CFDs are complex instruments and come with a high risk of losing money rapidly due to leverage. Please ensure you fully understand the risks involved. CFDs are complex instruments and come with a high risk of losing money rapidly due to leverage. Please ensure you fully understand the risks involved.

Trader thoughts - The long and short of it

With the French elections bearing down on markets, the bulls seem to be wrestling back some control here and despite the prospect of real volatility on Monday, there is hope that all will be well.

Market Data
Source: Bloomberg

Having pared back expectations around the issue to a minimum, some have even bought into the idea that perhaps US tax reform could be on the cards. US Treasury Secretary Steven Mnuchin spoke as part of an IMF panel, discussing the Trump Administrations policies, and detailed that ‘we are close to bringing major tax reform’. He even gave a positive bias on the House’s border tax adjustment, but was concerned about the impact this would have on the USD

The cynics, of which there are many (rightly so), just cannot see how tax reform works without healthcare reform. However, that being said, Donald Trump has also been on the wires overnight speaking predominantly on geopolitical issues. However, he also gave a fairly clear message about his confidence on getting health care passed, saying ‘we have a good chance of getting it soon’ and that plans are ‘evolving’.

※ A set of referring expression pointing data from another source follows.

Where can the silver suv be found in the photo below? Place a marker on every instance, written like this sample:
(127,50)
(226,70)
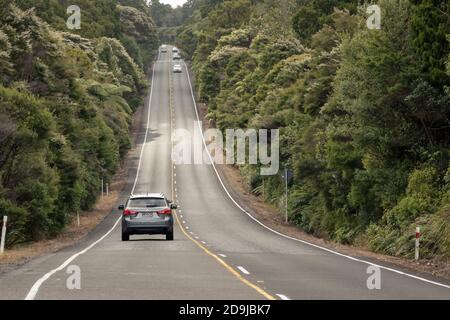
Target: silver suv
(147,214)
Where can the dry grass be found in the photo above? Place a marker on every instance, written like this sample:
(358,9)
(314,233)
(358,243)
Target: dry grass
(88,219)
(72,233)
(272,218)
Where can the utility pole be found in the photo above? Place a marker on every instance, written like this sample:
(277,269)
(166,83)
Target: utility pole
(2,241)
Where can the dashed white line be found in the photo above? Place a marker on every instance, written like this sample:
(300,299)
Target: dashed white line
(243,270)
(283,297)
(282,234)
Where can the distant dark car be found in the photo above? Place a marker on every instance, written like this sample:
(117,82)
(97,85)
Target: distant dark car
(177,68)
(147,214)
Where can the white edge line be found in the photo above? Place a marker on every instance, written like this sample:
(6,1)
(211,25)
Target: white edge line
(146,130)
(35,288)
(279,233)
(243,270)
(283,297)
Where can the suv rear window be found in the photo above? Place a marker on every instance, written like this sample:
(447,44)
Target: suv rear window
(147,203)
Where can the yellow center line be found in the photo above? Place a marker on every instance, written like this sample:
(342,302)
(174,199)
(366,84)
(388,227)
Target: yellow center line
(206,250)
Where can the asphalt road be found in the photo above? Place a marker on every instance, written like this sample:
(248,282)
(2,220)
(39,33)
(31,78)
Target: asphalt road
(219,252)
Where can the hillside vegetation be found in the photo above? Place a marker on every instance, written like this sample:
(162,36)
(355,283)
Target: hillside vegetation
(66,101)
(363,113)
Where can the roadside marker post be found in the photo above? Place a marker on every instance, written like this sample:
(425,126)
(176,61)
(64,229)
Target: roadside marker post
(286,192)
(417,243)
(2,243)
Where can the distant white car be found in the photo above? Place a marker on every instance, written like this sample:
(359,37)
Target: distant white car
(177,68)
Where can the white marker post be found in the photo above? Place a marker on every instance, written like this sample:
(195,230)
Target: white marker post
(417,243)
(286,192)
(2,242)
(102,188)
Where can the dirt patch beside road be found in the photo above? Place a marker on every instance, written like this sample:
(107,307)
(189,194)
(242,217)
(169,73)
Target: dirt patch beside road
(272,218)
(88,219)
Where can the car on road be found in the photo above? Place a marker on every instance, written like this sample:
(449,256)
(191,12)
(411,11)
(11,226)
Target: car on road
(147,214)
(177,68)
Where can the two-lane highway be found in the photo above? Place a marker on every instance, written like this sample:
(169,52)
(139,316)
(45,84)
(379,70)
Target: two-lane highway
(219,251)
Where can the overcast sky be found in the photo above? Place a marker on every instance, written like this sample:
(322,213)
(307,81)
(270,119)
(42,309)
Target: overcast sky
(174,3)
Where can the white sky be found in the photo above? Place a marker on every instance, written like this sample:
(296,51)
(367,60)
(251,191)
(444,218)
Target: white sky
(173,3)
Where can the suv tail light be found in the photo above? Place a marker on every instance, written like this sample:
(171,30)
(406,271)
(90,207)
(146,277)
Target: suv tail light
(165,212)
(128,212)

Trump’s optimism may not necessarily be shared by markets, although that could change somewhat next week, so keep an eye on price action as you don’t want to get left behind if the bulls start expressing a stronger view about the prospect of Trump-inspired inflation again. We can even see different news outlets saying that a draft has been put in place, with CNBC even claiming that the new bill would secure 25 to 30 ‘yes’ votes from the now notorious Freedom Caucus. This would take the potential aggregate tally ‘very close’ to the required 216 votes to pass.

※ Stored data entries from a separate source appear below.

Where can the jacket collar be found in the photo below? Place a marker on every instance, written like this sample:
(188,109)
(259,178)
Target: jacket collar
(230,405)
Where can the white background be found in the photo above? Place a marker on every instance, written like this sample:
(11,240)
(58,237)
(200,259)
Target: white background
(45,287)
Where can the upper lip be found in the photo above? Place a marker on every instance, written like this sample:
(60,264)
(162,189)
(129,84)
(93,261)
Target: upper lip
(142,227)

In terms of market moves, US equities have found good buying activity, with the S&P 500 closing up 0.8% (on above average volume). On the reflation trade angle, we have seen the S&P financial sector up 1.6%. However, we have only seen a slight sell-off in US Treasuries (across the curve), with the US ten-year Treasury gaining a mere two basis points to 2.23%. Inflation expectations have risen very modestly (if we look at the ‘breakeven’ markets), with the yield curve gaining just one bp. We have seen some modest inflows into the USD, with USD/JPY now at ¥109.30 (high of ¥109.49) and EUR/USD coming back into the 1.07 level. Gold also looks fairly well supported and if we were really excited about tax reform, then we would be seeing gold closer to and below $1275 by now – one to watch next week.

There is also no real concern either about Sunday’s (or Monday morning for us Aussie‘s) French election either, with European equities finding good buyers. The CAC 40 index rallied 1.5%, taking the CAC/S&P 500 ratio close to the highest since May 2016 – hardly a market concerned about holding French equity. We have even seen French bonds outperform that of their German peers, with the yield premium demanded to hold French two-year debt over German bunds narrowing by three basis points to 47bp. Traders have hedged core portfolio holdings using various options structures and strategies, and this is obviously the prudent step, but there is a genuine feeling that this election will be resolved in a positive manner – we shall watch with great interest.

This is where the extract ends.